Doch einer, der darüber mitentscheidet, wer bei den Oscars gewinnt, wird sich »Never Rarely Sometimes Always« gar nicht erst anschauen: Der Filmemacher Kieth Merrill (»Einsatz auf vier Pfoten«) ist Mitglied der Academy of Motion Picture Arts and Sciences, in deren Händen die Oscar-Vergabe liegt. Und er ist konservativer Christ.
Und als solcher reibt er sich an dem Inhalt von »Never Rarely Sometimes Always«, ohne eben den Film überhaupt gesehen zu haben.
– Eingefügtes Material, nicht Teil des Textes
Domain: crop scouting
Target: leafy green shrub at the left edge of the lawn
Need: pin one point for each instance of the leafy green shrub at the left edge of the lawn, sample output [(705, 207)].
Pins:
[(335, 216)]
Denn es geht um das Thema Abtreibung.
Filmemacherin Eliza Hittman (l.) bei Dreharbeiten: Wird der Oscar von »alten, weißen, puritanischen weißen Wächtern« vergeben?
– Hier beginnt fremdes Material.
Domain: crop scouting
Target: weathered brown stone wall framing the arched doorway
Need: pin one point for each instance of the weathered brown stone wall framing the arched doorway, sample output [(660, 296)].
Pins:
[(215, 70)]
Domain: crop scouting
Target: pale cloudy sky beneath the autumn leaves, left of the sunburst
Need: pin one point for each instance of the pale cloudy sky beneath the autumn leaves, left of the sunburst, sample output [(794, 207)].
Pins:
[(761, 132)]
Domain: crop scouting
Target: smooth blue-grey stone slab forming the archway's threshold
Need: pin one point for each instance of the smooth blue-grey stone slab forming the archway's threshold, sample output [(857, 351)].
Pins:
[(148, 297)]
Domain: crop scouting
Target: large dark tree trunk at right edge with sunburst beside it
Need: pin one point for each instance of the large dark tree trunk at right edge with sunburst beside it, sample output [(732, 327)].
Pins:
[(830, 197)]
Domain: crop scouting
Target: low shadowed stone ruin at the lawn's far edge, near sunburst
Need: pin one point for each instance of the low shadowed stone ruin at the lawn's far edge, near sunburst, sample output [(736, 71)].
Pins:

Das Independent-Drama der US-Regisseurin Eliza Hittman, das hierzulande unter dem Titel »Niemals Selten Manchmal Immer« vertrieben wurde, erzählt von zwei Mädchen aus dem ländlichen Pennsylvania, die heimlich nach New York reisen, weil eine von ihnen ungewollt schwanger geworden ist und dort ohne elterliche Einwilligung eine Abtreibung vornehmen will. Der Film nimmt eine rigoros weibliche Perspektive ein und erzählt trotz trostloser Momente von Freundschaft und Solidarität.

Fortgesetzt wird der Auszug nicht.